Still, it's rarely simple or easy to tell a boss you're quitting, no matter how many times you've quit jobs in the past.
We created a script that explains the best way to quit a job without burning bridges.
The following guideline, vetted by career coach Randi Roberts and career counselor Aaron Case, will help prepare you for the potentially challenging dialogue.
"This may be uncomfortable for you, and many of us tend to want to fill silence when we're uncomfortable," Roberts said. "That's why a bit of preparation is so helpful."
Setting Up the Meeting
Respectfully quitting your job needs to happen in the right setting. A good rule of thumb is to tell your boss in person, over the phone, or on a video call as soon as possible. Sharing news like this via email or Slack may be taken the wrong way.
You can say something like: "Good morning. I'd like to get some time on your calendar to have an important conversation about my role. Could I talk to you [in person/over the phone/on a video call] and have your undivided attention for a few minutes whenever it's convenient?"
Breaking the News That You're Quitting
When it's time to break the news, get right to the point. Be upfront and polite about your decision. Give thanks for the opportunity and how it's helped you. But don't feel the need to over-explain.
You can say something like: "I can't thank you enough for allowing me to grow my skills here, but, after much thought, I've decided it's time for me to move on. I've received another job offer that I plan to accept at the end of my two-week notice."
Quick Tip: You Don't Have to Apologize
"Resigning is business, and there is no need to apologize if you handle it in a professional manner. Putting yourself in an apologetic mindset may lead you to offer more than you intend."
— Randi Roberts, career coach
Offering to Help With the Transition
Once your boss has time to absorb the news, they will probably want to start looking for your replacement as soon as possible. Offering to help with the transition is considered good etiquette, even if it's not required or needed. The gesture shows you're mindful of how your decision will affect your team and are willing to help soften the blow.
You can say something like: "I know my exit will be an adjustment for the team. I'm happy to help train my colleagues and share any insights to make sure the business doesn't miss a beat after my last day."
Quick Tip: Don't Use the Word "Quit"
"Don’t use words like quitting or leaving when you tell your boss you’re resigning, because they could make your boss feel like it’s their fault you’re vacating your position. Similarly, avoid phrases like “I’ve found a better opportunity” or “I’ve outgrown my position." Instead, let them down easy."
— Aaron Case, career counselor
Responding to a Boss Who Feels Betrayed
Every boss reacts differently in these situations.

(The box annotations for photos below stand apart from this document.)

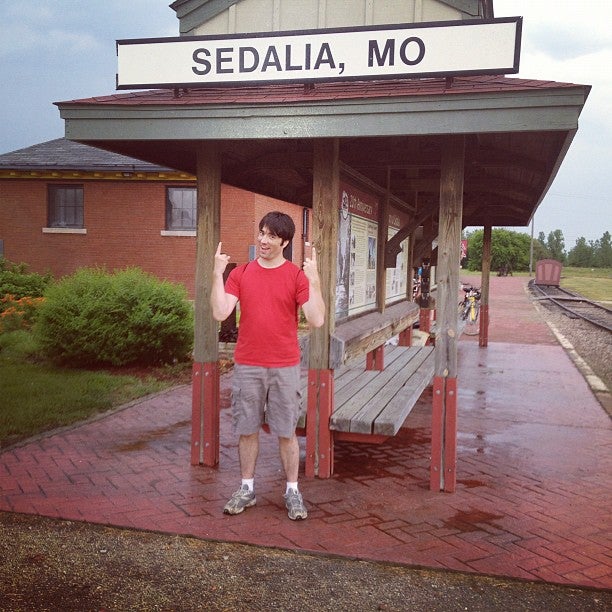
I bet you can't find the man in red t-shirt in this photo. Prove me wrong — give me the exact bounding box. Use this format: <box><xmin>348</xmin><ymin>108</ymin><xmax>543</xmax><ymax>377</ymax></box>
<box><xmin>210</xmin><ymin>211</ymin><xmax>325</xmax><ymax>520</ymax></box>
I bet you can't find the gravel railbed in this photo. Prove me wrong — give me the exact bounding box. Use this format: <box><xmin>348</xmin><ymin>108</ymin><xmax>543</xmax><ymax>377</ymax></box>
<box><xmin>0</xmin><ymin>513</ymin><xmax>612</xmax><ymax>612</ymax></box>
<box><xmin>538</xmin><ymin>296</ymin><xmax>612</xmax><ymax>416</ymax></box>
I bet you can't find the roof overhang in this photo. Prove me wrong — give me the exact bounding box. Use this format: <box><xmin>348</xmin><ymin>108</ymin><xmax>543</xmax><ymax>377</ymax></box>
<box><xmin>58</xmin><ymin>77</ymin><xmax>590</xmax><ymax>226</ymax></box>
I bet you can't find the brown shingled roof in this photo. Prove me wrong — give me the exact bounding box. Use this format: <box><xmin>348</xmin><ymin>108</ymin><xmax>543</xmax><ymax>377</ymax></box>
<box><xmin>57</xmin><ymin>76</ymin><xmax>575</xmax><ymax>106</ymax></box>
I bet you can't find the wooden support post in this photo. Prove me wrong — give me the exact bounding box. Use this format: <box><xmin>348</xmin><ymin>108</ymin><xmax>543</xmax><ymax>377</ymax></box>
<box><xmin>376</xmin><ymin>169</ymin><xmax>391</xmax><ymax>312</ymax></box>
<box><xmin>306</xmin><ymin>138</ymin><xmax>340</xmax><ymax>478</ymax></box>
<box><xmin>191</xmin><ymin>141</ymin><xmax>221</xmax><ymax>466</ymax></box>
<box><xmin>478</xmin><ymin>224</ymin><xmax>491</xmax><ymax>348</ymax></box>
<box><xmin>430</xmin><ymin>136</ymin><xmax>465</xmax><ymax>492</ymax></box>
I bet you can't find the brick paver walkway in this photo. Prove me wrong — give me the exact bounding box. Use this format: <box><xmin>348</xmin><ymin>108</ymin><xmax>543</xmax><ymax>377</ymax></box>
<box><xmin>0</xmin><ymin>277</ymin><xmax>612</xmax><ymax>588</ymax></box>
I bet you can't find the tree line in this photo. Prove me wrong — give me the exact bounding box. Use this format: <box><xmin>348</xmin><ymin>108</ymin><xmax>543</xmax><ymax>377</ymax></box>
<box><xmin>461</xmin><ymin>228</ymin><xmax>612</xmax><ymax>272</ymax></box>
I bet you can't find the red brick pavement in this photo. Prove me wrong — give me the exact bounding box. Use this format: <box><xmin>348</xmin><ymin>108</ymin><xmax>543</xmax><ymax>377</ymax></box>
<box><xmin>0</xmin><ymin>277</ymin><xmax>612</xmax><ymax>588</ymax></box>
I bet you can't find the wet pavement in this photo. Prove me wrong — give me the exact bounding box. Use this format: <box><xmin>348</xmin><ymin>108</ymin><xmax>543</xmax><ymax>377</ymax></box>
<box><xmin>0</xmin><ymin>276</ymin><xmax>612</xmax><ymax>589</ymax></box>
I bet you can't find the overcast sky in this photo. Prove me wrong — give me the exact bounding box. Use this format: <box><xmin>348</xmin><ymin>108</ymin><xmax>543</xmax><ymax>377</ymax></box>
<box><xmin>0</xmin><ymin>0</ymin><xmax>612</xmax><ymax>249</ymax></box>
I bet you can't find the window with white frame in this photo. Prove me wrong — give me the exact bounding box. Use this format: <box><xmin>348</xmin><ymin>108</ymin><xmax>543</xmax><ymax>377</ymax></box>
<box><xmin>48</xmin><ymin>185</ymin><xmax>83</xmax><ymax>228</ymax></box>
<box><xmin>166</xmin><ymin>187</ymin><xmax>198</xmax><ymax>231</ymax></box>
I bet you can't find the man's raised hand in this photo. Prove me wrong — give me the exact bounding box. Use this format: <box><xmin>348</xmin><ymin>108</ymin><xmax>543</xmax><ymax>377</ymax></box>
<box><xmin>304</xmin><ymin>243</ymin><xmax>319</xmax><ymax>282</ymax></box>
<box><xmin>213</xmin><ymin>242</ymin><xmax>230</xmax><ymax>275</ymax></box>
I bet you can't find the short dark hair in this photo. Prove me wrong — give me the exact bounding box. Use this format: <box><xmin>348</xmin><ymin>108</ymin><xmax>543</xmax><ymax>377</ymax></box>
<box><xmin>259</xmin><ymin>210</ymin><xmax>295</xmax><ymax>242</ymax></box>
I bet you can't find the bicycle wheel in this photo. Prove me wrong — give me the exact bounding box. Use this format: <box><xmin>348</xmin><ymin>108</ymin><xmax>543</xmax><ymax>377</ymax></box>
<box><xmin>464</xmin><ymin>304</ymin><xmax>480</xmax><ymax>336</ymax></box>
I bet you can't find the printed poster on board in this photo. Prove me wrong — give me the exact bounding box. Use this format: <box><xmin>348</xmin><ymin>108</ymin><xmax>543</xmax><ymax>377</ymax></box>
<box><xmin>336</xmin><ymin>182</ymin><xmax>408</xmax><ymax>320</ymax></box>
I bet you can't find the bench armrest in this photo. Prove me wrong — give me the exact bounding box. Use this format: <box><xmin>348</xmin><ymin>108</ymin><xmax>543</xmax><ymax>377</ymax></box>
<box><xmin>329</xmin><ymin>301</ymin><xmax>419</xmax><ymax>369</ymax></box>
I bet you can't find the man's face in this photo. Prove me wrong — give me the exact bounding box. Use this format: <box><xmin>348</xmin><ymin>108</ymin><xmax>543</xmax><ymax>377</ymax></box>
<box><xmin>257</xmin><ymin>225</ymin><xmax>287</xmax><ymax>261</ymax></box>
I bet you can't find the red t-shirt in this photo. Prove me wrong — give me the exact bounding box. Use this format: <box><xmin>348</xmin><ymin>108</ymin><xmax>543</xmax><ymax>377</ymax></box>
<box><xmin>225</xmin><ymin>260</ymin><xmax>309</xmax><ymax>368</ymax></box>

Most will be respectful of your decision, but some may see it as an act of betrayal. If they express disappointment or anger, be empathetic but remind them that you're acting in your best interest.
You can say something like: "I understand what you're saying, and I respect your feelings about this. But, I feel this is the best decision for me right now."
Quick Tip: Stick to the Facts
"Stick to the facts, and if they express disappointment or anger, keep bringing the focus back to the transition. Going into emotion is rarely helpful. You are not responsible for how they feel. The important thing is to act according to your values and in a way that honors the experience you’ve had."
— Randi Roberts, career coach
Remaining Firm, but Kind With Your Decision
There's a chance your boss will try to talk you out of leaving, even going as far as offering a job promotion or promising a raise. While it's a nice gesture, it puts you in a position of having to turn them down. A respectful way to do this is firmly but kindly remind them that you've already made your decision.
You can say something like: "Thanks for thinking of me, that's a great offer, but I've made up my mind to move on."